I last met Mukesh a few years ago in Bijapur. We spent a morning together and clicked each other’s photographs. My phone still has photographs from that day – of him sitting on a bench in a park, smiling.

Following an uproar over his killing, the Bharatiya Janata Party (BJP) government in Chhattisgarh has promised justice. But last August, Mukesh and Sukma-based journalist Raja Rathore co-wrote a news story for The Wire Hindi after four Bastar journalists were arrested in an evidently false case following their reporting on illegal mining allegedly involving BJP leaders. The article suggested that the Chhattisgarh police planted the evidence to frame the journalists.

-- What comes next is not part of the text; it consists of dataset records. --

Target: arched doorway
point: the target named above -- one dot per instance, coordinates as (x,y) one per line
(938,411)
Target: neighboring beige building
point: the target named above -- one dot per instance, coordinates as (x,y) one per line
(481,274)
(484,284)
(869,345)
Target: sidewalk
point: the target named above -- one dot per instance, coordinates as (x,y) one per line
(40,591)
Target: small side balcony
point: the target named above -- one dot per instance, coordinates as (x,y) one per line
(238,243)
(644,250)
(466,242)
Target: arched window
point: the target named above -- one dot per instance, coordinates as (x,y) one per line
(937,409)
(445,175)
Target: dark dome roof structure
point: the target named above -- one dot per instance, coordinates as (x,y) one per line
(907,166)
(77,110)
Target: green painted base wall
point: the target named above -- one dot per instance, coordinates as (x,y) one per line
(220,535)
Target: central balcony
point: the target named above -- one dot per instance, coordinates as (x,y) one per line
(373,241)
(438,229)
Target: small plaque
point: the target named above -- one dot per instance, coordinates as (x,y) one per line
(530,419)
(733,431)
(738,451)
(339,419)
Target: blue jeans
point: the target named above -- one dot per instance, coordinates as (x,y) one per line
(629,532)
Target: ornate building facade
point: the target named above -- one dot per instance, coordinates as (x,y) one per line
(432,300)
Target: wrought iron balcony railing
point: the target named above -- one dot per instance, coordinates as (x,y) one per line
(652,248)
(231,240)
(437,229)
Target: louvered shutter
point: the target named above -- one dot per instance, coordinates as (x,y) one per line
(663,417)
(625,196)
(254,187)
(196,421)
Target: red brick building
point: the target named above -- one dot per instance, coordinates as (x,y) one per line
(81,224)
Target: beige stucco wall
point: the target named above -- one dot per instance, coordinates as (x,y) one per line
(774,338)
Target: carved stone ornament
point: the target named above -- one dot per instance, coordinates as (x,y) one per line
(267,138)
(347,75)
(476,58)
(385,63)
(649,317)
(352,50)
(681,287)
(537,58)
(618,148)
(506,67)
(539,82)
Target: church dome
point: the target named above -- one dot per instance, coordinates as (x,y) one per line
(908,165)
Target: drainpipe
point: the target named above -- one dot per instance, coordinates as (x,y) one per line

The next morning, Mukesh sent me the screenshot of a WhatsApp message by a senior police officer, expressing disapproval of the stand he had taken for the imprisoned journalists. “Kuch hoga to nahin na? (Nothing will happen, right?),” he asked me from the other side of the phone, an apprehension in his voice.

A few months later, he was found murdered; the two episodes conjoined by a belief the administration-criminal nexus in Bastar share – that journalists can only survive at their mercy. Soon after his body was recovered from the premises of a contractor, fellow journalists called it the graveyard of journalism in Bastar.

That you can be killed for reporting can discourage many. In Bastar, it can be permanently paralysing. The journalists of Bastar have given their lives to bring an utterly neglected zone to the national consciousness. It’s now for others to ensure that Mukesh’s voice doesn’t fall silent.